I have been following the discussion on manga with enthusiasm. It's nice to
hear opinions on manga and anime because not much attention is paid to them
among the scholars in Japanese cinema. I also have a feeling (correct me if
I'm wrong) that manga and anime have not yet been really theorized so as to
be taught as a subject in college.

Kurosawa's fame is amazing worldwide, yet his position as the
representative of Japanese cinema may be taken over by anime soon, if it
hasn't already. Whenever I tell friends of my age (mid-20s, that is) who
are outside of the film studies circle that I study Japanese cinema, I get
the following response:
(in Japan) So you study Kurosawa? SEVEN SAMURAI?
BUT when I ask if they've seen the film, they say No. They only know the title.
(in the US) So you study Kurosawa? Have you seen YOJIMBO?
And then their conversation goes to AKIRA in a minute.

I often find Kurosawa's name and film titles just "float around" among the
general public. I myself never had an opportunity or motivation to see
Kurosawa films until I decided to major in film studies and went to a
Kurosawa "all-night" at an Asakusa theater only a few years ago.

So, my concern goes not to any one of us, who "give a damn," but to the
general and young public. I haven't read Chuo Koronsha's "The Films of
Akira Kurosawa," but by now, being a film studies student, it is hard for
me to imagine SEVEN SAMURAI in any other form than film. Manga has been
attacked for promoting "katsuji-banare" among kids, but it might even
provoke "eiga-banare" as well in the future when SEVEN SAMURAI is known
only in the form of manga?
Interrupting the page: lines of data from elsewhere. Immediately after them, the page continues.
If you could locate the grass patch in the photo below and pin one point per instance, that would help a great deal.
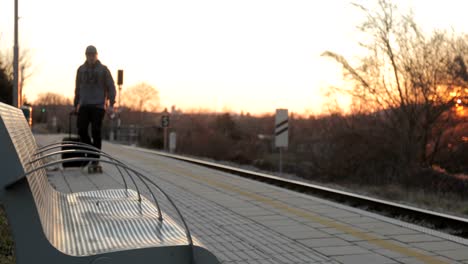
(7, 255)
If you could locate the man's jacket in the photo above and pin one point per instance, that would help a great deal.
(94, 84)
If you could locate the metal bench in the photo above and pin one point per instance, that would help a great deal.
(103, 226)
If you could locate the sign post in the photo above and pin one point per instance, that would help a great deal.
(281, 133)
(119, 109)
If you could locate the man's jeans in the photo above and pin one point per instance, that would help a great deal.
(90, 115)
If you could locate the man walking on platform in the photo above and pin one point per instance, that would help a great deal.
(94, 86)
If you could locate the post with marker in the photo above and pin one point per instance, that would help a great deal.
(165, 125)
(119, 109)
(281, 133)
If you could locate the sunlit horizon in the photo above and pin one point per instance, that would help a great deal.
(242, 56)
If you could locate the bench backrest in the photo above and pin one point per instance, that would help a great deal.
(17, 146)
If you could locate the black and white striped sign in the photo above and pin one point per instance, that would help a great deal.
(281, 128)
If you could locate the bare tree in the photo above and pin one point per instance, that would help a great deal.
(6, 69)
(408, 78)
(52, 99)
(141, 97)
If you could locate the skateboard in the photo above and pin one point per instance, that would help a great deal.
(94, 168)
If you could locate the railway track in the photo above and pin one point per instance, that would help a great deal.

I guess my primary concern is similar to
Joseph's when he writes:

>What interests me in all this is the question of primacy and authority. What
>is the authoritative version of these artforms?  And how does that change as
>different generations become introduced to them through different media?

Aaron, and others who have read the manga version of SEVEN SAMURAI, I'd be
interested to hear how you've found it. It must be quite amusing itself,
but would it possibly have some readers want to see Kurosawa's work?

Thank you,
Junko Tanaka

PS: I remember reading an article drawing similarities between Ozu films
and manga (in EIGAGAKU, if my memory serves). Since Kurosawa's works are
full of live-action and Ozu's far from it, it's interesting that films by
both directors have manga-like or manga-tizable qualities.